There are many aspects and activities of his colourful career, which come to the minds of his family and his large circle of friends today but outstanding among these was his kindness. To help a fellow being in need was the dominant motive of his life and God prospered him so that he was able to help. There is a veritable army of humanity, which has felt the touch of his kindness. Young children caught up in the cruel deprivation which is war, widows bereft of the breadwinner, young men seeking a break in life, older men looking for a second chance, those who endeavour to work for their fellows, ministers, missionaries, Christian workers, felt the strong hand of his support on their shoulders.

But the greatest investment this great man ever made was in the Company of the redeemed, the Company of One who came to serve rather than be served, to help rather than be helped. The One, of whom His contemporaries said: 'He went about doing good'.

Eric had a share of His friendship, which he never bought, it was bought for him and the price was the life of the young Prince of Glory. He received this share by faith and it was such a simple trusting faith, characterised by a sense of unworthiness and an overflowing gratitude. These are the signs of true Christianity.

He showed his love and gratitude in the way the Master laid down - by serving and helping others. There are hundreds who will rise up and call him blessed. As I came into the vestry this letter was handed to me:

We, the African Staff of your firm, Max Pollak & Freemantle, which through your sympathetic and fatherly care towards us, has almost become our home, feel very much lost, dejected, and grief-stricken at your sudden death. Your death, Sir, has not only deprived us of a kind and sympathetic employer, who would never fail in assisting us in our troubles and those of our families at all times, but also of a father in whose care we enjoyed happiness and security and were proud of working for you. In your presence Sir, we not only felt happy and secure employees of this great firm, Max Pollak & Freemantle, which owes its entire success to you, but also as part of the devoted and responsible members of staff, who would wish it even greater success and prosperity in future.
Finally, Sir, we wish to say that our hearts are very sore and we share the grief of your death with the rest of your family, and may the good Lord bless you for all the good things you did on this earth and may He let yuor [sic] soul rest in eternal Peace.


It is a source of amazement to me that one who did so much for so many was grateful for so little in return. Two words belong together will always characterise Eric in my mind and heart - the last words I heard him say: 'Thank you.'. He had a way of saying thank you, which divested it of all that is formal, unreal, insincere. I believe that these were the words he heard on the other side from One who is not forgetful of our work of faith and labour of love, that is if Eric did not get in first with his humble sincere 'thank you'. These words linger in our hearts and come to our lips as we give thanks for every rememberance[sic] of a true son of South Africa, a loving husband, an understanding father, a humble member and great benefactor of the Rosebank Union Church, and a brother beloved by a wide circle of friends who unite today to say 'THANK YOU ERIC'.

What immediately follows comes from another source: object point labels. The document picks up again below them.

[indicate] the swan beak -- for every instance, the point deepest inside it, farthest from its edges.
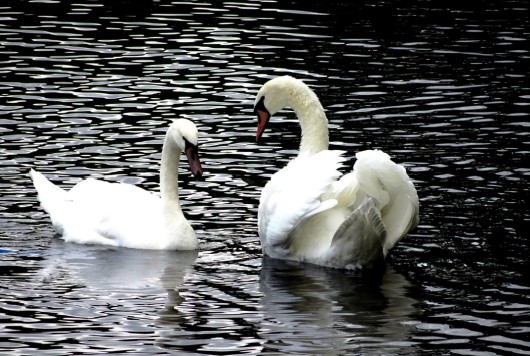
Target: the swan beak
(192, 152)
(263, 119)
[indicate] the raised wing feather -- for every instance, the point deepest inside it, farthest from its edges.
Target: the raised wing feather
(294, 194)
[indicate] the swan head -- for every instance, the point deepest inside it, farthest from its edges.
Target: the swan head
(273, 96)
(186, 137)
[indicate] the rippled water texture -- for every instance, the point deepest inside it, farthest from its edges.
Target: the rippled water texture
(87, 88)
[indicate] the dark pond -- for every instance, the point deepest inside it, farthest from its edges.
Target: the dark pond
(87, 88)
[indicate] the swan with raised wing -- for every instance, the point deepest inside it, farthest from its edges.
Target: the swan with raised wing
(309, 212)
(118, 214)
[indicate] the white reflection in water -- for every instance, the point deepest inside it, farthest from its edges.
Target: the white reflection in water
(313, 309)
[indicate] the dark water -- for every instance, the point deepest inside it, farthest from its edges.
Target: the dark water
(88, 88)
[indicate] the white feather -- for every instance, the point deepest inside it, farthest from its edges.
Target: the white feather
(117, 214)
(307, 213)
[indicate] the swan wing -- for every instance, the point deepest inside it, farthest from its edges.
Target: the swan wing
(98, 212)
(294, 194)
(393, 193)
(359, 240)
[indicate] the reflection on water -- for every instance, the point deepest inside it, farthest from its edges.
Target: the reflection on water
(308, 309)
(88, 89)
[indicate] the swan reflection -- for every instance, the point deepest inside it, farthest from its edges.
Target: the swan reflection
(114, 270)
(313, 309)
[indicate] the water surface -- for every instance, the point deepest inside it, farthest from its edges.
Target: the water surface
(89, 89)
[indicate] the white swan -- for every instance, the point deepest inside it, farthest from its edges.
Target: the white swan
(117, 214)
(308, 213)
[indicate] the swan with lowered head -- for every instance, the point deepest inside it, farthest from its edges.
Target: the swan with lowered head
(118, 214)
(308, 212)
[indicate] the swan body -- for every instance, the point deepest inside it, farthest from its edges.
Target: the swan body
(118, 214)
(310, 212)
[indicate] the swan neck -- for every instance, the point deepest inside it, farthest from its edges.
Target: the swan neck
(313, 121)
(169, 190)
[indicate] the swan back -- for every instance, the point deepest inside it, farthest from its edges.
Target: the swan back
(117, 214)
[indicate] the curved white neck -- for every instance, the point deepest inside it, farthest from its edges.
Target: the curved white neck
(313, 120)
(169, 190)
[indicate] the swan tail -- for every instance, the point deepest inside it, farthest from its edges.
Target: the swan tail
(358, 242)
(50, 195)
(393, 193)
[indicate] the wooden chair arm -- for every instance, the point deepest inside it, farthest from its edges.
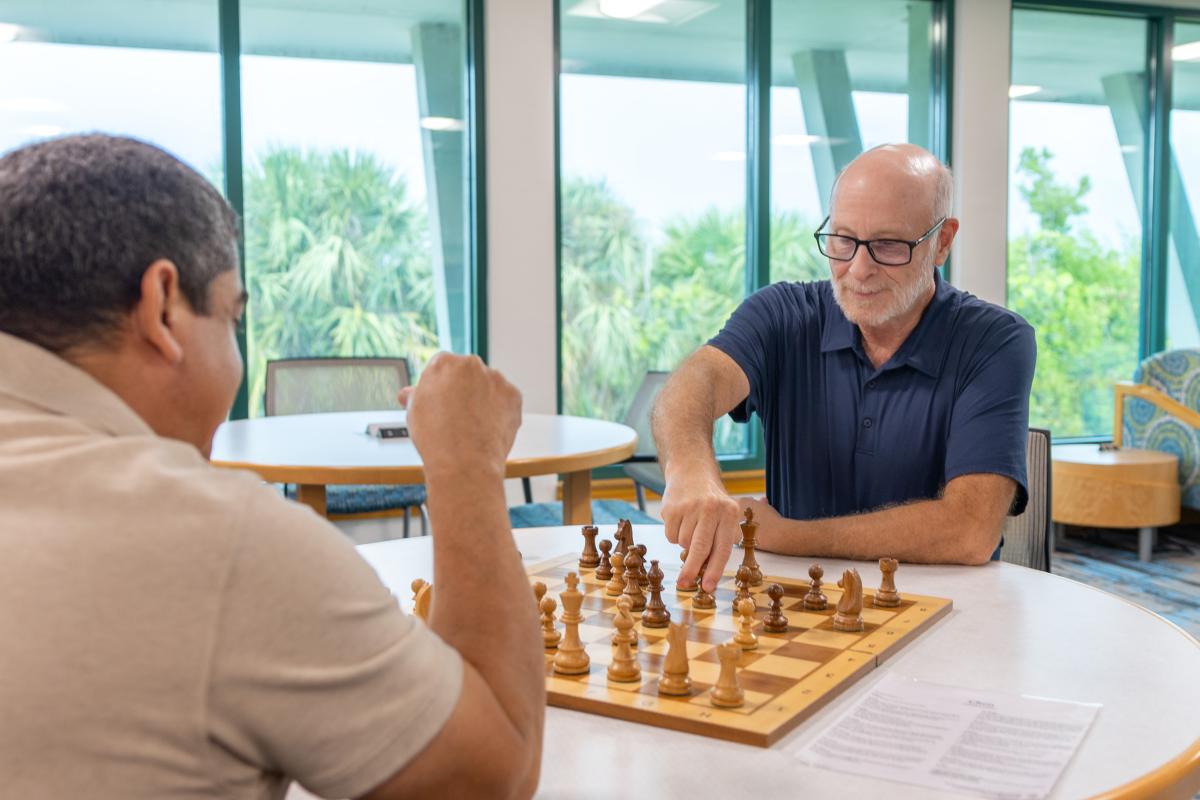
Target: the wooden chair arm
(1151, 395)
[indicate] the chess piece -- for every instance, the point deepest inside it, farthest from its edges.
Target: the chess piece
(743, 583)
(643, 579)
(815, 600)
(675, 679)
(850, 608)
(571, 657)
(745, 636)
(617, 584)
(604, 572)
(423, 599)
(887, 595)
(775, 621)
(749, 537)
(589, 558)
(655, 614)
(687, 587)
(624, 663)
(550, 636)
(726, 693)
(633, 583)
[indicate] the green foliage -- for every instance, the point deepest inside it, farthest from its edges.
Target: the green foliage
(1080, 296)
(337, 262)
(629, 306)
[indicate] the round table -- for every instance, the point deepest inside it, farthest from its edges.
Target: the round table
(1115, 488)
(315, 450)
(1012, 630)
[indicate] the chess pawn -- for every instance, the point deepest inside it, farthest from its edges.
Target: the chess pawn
(849, 617)
(617, 584)
(745, 636)
(589, 558)
(604, 572)
(687, 587)
(815, 600)
(675, 680)
(633, 583)
(643, 579)
(423, 599)
(655, 614)
(749, 539)
(775, 621)
(550, 636)
(887, 595)
(624, 663)
(743, 583)
(571, 657)
(727, 693)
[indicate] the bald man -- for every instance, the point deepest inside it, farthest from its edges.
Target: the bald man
(894, 407)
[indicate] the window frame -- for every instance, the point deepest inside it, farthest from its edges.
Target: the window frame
(229, 54)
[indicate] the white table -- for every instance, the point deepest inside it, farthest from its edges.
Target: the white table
(1012, 630)
(313, 450)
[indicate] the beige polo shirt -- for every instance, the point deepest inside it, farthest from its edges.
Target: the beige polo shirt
(172, 630)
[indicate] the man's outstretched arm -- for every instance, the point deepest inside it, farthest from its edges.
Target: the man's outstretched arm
(697, 512)
(961, 527)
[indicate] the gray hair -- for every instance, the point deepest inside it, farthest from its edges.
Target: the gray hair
(81, 220)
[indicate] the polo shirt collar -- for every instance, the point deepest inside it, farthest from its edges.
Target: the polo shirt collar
(925, 347)
(40, 378)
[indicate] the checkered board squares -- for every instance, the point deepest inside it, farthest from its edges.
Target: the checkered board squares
(786, 679)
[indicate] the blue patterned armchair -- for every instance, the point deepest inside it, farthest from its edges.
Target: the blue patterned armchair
(1162, 414)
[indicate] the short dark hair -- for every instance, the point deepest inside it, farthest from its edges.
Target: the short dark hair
(81, 220)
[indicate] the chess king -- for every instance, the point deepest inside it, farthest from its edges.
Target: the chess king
(883, 358)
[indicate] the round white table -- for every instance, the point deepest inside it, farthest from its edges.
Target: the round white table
(315, 450)
(1012, 630)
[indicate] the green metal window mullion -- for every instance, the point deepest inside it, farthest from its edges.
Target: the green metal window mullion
(229, 48)
(477, 173)
(1152, 337)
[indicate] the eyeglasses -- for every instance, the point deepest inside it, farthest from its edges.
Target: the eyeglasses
(888, 252)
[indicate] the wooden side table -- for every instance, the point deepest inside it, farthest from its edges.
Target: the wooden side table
(1115, 488)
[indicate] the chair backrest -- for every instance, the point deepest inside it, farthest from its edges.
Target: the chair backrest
(1027, 535)
(639, 414)
(321, 385)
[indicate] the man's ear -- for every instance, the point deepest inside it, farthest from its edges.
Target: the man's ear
(156, 313)
(945, 239)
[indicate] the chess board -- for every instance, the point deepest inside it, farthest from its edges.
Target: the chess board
(786, 679)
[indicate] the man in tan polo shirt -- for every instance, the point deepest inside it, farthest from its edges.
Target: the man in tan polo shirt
(171, 630)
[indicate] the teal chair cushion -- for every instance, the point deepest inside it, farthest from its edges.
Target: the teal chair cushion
(1176, 373)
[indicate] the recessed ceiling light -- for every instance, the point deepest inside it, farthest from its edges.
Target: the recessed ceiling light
(625, 8)
(441, 124)
(1189, 52)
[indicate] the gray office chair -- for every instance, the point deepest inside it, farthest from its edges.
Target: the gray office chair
(323, 385)
(1026, 539)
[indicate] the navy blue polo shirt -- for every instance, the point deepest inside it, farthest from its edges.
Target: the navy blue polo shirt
(844, 437)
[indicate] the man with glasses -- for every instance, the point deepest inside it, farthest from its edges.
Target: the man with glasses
(894, 407)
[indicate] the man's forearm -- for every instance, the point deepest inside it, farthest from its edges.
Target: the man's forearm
(483, 605)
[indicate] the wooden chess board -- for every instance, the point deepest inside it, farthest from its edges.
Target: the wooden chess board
(786, 679)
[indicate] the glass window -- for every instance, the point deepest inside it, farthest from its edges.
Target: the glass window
(843, 80)
(653, 184)
(137, 67)
(1183, 286)
(357, 190)
(1074, 210)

Eric Freemantle died at 1.30 a.m. on 7.12.1972 at his home, 'Greystones', Eastwood Road, Dunkeld, Johannesburg. At his bedside were his wife, Alice, and three sons, John, Lennox and Christopher. The news of his death was telephoned through to his daughter, Ruth, by her brother, Lennox, at about 3.30 a.m. that morning.

A large number of his family, friends and the staff of Max Pollak & Freemantle attended the funeral service. Only the family gathered thereafter at the Crematorium and then returned to 'Graystones' for an hour or so.